The mechanism responsible for sensitization of the central nervous system at the spinal cord level differs from that in the thalamus. Tumor necrosis factor (TNF) and its receptor are the molecules that seem to be responsible for the sensitization of neurons in the dorsal horns of the spinal cord. Macrophages and lymphocytes infiltrate the spinal cord, for example, because of injury, and release TNF and other pro-inflammatory molecules. TNF then binds to the TNF receptors expressed on nociceptors, activating the MAPK/NF-kappa B pathways. This leads to the production of more TNF, its release, and binding to the receptors on the cells that released it (autocrine signalling). This mechanism also explains the perpetuation of sensitization and, thus, allodynia. TNF might also increase the number of AMPA receptors and decrease the numbers of GABA receptors on the membrane of nociceptors, both of which could change the nociceptors in a way that allows for their easier activation. Another outcome of the increased TNF is the release of PGE_{2}, with a mechanism and effect similar to the ones in the thalamus.

==Treatment==

===Medications===
Numerous compounds alleviate the pain from allodynia. Some are specific for certain types of allodynia while others are general. They include:

- Dynamic mechanical allodynia – compounds targeting different ion channels; opioids
- Mexiletine
- Lidocaine (IV/topical)
- Tramadol
- Morphine (IV)
- Alfentanil (IV)
- Ketamine (IV)
- Methylprednisone (intrathecal)
- Adenosine
- Glycine antagonist
- Desipramine
- Venlafaxine
- Pregabalin

- Static mechanical allodynia – sodium channel blockers, opioids
- Lidocaine (IV)
- Alfentanil (IV)
- Adenosine (IV)
- Ketamine (IV)
- Glycine antagonist
- Venlafaxine
- Gabapentin (may also be helpful in cold and dynamic allodynias)

- Cold allodynia
- Lamotrigine
- Lidocaine (IV)

The list of compounds that can be used to treat allodynia is even longer than this. For example, many non-steroidal anti-inflammatory drugs, such as naproxen, can inhibit COX-1 and/or COX-2, thus preventing the sensitization of the central nervous system. Another effect of naproxen is the reduction of the responsiveness of mechano- and thermoreceptors to stimuli.

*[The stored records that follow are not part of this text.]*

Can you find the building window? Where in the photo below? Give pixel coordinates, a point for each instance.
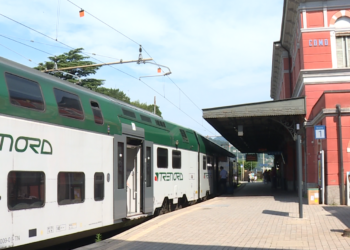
(343, 51)
(176, 159)
(25, 190)
(24, 92)
(162, 158)
(70, 188)
(69, 104)
(97, 112)
(99, 186)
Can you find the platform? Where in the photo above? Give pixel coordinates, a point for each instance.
(254, 217)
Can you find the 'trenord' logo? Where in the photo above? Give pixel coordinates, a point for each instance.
(34, 143)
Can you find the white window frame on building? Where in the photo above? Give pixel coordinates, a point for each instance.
(343, 50)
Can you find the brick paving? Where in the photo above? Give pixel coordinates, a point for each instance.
(255, 217)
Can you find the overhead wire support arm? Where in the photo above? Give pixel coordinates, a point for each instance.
(159, 65)
(100, 64)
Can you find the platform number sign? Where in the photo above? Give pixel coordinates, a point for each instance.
(320, 132)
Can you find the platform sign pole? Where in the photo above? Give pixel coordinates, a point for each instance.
(320, 134)
(348, 188)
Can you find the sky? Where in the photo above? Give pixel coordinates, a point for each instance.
(219, 52)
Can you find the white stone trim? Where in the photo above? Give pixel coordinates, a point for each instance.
(304, 19)
(330, 28)
(320, 76)
(334, 4)
(324, 113)
(333, 43)
(325, 18)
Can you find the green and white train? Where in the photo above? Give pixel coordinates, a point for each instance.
(75, 163)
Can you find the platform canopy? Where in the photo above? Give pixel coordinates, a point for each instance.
(262, 127)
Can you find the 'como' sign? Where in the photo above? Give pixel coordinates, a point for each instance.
(318, 42)
(44, 146)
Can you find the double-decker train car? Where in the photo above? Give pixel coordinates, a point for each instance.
(75, 162)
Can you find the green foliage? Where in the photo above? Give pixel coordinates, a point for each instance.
(74, 58)
(71, 59)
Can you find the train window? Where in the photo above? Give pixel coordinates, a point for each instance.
(176, 159)
(99, 186)
(70, 188)
(25, 190)
(97, 112)
(69, 104)
(162, 158)
(146, 119)
(148, 167)
(24, 92)
(184, 136)
(120, 165)
(160, 123)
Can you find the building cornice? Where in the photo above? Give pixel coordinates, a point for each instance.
(325, 113)
(320, 76)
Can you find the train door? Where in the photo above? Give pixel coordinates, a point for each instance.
(119, 167)
(211, 174)
(147, 177)
(133, 159)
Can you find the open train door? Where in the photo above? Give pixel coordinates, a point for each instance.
(148, 177)
(119, 172)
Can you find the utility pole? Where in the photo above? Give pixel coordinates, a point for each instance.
(154, 110)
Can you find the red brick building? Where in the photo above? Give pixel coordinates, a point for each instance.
(312, 60)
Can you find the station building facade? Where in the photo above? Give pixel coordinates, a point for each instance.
(312, 60)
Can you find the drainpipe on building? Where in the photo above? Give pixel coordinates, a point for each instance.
(340, 150)
(290, 70)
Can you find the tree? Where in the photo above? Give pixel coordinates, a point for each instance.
(74, 58)
(71, 59)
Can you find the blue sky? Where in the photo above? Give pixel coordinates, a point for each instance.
(219, 52)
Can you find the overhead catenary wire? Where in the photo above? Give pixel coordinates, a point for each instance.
(27, 45)
(102, 62)
(137, 44)
(58, 18)
(52, 45)
(16, 53)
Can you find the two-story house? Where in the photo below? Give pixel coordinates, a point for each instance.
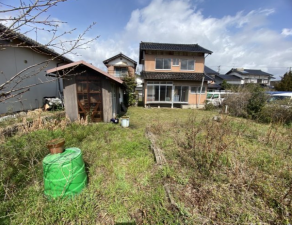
(173, 74)
(251, 76)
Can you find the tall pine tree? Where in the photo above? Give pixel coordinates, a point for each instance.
(286, 82)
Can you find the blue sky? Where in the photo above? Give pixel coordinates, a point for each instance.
(254, 34)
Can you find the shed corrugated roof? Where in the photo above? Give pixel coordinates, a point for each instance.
(174, 76)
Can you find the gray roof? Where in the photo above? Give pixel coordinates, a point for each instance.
(120, 55)
(174, 76)
(228, 77)
(250, 72)
(171, 47)
(7, 35)
(214, 86)
(209, 71)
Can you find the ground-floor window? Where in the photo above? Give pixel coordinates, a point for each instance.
(181, 94)
(159, 91)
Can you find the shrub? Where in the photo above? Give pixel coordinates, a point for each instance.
(257, 101)
(237, 103)
(247, 102)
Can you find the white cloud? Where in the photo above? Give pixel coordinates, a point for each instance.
(286, 32)
(238, 40)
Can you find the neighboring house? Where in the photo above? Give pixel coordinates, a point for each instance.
(89, 91)
(18, 52)
(230, 79)
(120, 66)
(173, 74)
(251, 76)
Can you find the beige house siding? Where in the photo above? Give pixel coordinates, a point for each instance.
(193, 98)
(149, 64)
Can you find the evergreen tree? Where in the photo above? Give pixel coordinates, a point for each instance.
(285, 83)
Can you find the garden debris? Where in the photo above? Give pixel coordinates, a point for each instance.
(159, 157)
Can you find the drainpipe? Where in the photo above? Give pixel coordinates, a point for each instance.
(201, 90)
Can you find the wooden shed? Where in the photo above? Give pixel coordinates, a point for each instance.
(88, 91)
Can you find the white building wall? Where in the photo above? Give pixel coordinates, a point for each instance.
(14, 60)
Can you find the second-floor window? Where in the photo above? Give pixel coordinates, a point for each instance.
(163, 64)
(187, 64)
(121, 71)
(175, 62)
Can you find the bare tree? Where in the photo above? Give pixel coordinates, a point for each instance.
(27, 18)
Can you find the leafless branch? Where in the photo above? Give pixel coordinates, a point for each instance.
(57, 46)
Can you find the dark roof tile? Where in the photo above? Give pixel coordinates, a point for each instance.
(229, 77)
(250, 72)
(120, 55)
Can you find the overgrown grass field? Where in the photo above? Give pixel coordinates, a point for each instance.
(234, 171)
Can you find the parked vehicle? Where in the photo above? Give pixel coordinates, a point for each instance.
(216, 98)
(281, 96)
(285, 99)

Other compounds act on molecules important for the transmission of an action potential from one neuron to another. Examples of these include interfering with receptors for neurotransmitters or the enzymes that remove neurotransmitters not bound to receptors.

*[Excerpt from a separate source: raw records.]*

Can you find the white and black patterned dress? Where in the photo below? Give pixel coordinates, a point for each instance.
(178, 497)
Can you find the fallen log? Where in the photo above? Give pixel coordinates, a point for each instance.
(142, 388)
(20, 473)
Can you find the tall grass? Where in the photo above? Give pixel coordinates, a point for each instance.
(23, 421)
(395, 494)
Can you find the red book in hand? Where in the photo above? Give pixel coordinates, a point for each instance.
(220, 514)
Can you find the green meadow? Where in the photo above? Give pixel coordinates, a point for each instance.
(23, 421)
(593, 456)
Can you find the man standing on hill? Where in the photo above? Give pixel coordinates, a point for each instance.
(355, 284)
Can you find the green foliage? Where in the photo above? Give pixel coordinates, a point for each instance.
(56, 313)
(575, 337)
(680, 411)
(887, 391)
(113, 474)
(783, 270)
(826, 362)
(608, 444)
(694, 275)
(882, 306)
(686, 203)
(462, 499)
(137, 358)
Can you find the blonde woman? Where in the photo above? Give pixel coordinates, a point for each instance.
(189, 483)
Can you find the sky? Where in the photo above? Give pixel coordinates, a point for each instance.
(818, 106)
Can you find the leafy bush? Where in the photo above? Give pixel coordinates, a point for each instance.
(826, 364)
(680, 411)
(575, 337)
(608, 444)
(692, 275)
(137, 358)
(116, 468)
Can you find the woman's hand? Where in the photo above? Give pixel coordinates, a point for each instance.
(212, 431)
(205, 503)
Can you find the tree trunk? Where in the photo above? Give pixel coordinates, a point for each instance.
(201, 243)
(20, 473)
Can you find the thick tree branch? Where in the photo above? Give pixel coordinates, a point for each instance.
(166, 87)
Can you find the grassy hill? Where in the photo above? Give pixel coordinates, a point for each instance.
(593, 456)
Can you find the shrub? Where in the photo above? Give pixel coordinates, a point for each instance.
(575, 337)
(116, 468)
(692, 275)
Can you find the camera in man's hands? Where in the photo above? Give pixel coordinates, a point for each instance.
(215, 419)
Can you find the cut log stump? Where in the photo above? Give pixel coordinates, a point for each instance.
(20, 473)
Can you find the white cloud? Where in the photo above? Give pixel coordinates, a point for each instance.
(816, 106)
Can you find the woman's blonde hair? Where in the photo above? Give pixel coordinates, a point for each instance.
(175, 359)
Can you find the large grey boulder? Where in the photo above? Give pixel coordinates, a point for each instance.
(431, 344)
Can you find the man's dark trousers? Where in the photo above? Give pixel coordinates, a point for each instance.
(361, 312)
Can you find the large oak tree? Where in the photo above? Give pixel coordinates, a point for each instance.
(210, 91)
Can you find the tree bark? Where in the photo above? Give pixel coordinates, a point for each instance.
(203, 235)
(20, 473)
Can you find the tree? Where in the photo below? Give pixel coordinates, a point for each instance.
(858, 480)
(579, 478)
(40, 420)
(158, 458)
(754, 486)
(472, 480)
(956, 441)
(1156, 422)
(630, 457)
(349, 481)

Endocannabinoids are molecules that can relieve pain by modulating nociceptive neurons. When anandamide, an endocannabinoid, is released, pain sensation is reduced. Anandamide is later transported back to the neurons releasing it using transporter enzymes on the plasma membrane, eventually disinhibiting pain perception. However, this re-uptake can be blocked by AM404, elongating the duration of pain inhibition.

==Notable people==
- Howard Hughes is thought to have had allodynia in his later years; he seldom bathed, wore clothes, or cut his nails and hair, possibly due to the pain these typically normal actions would cause him.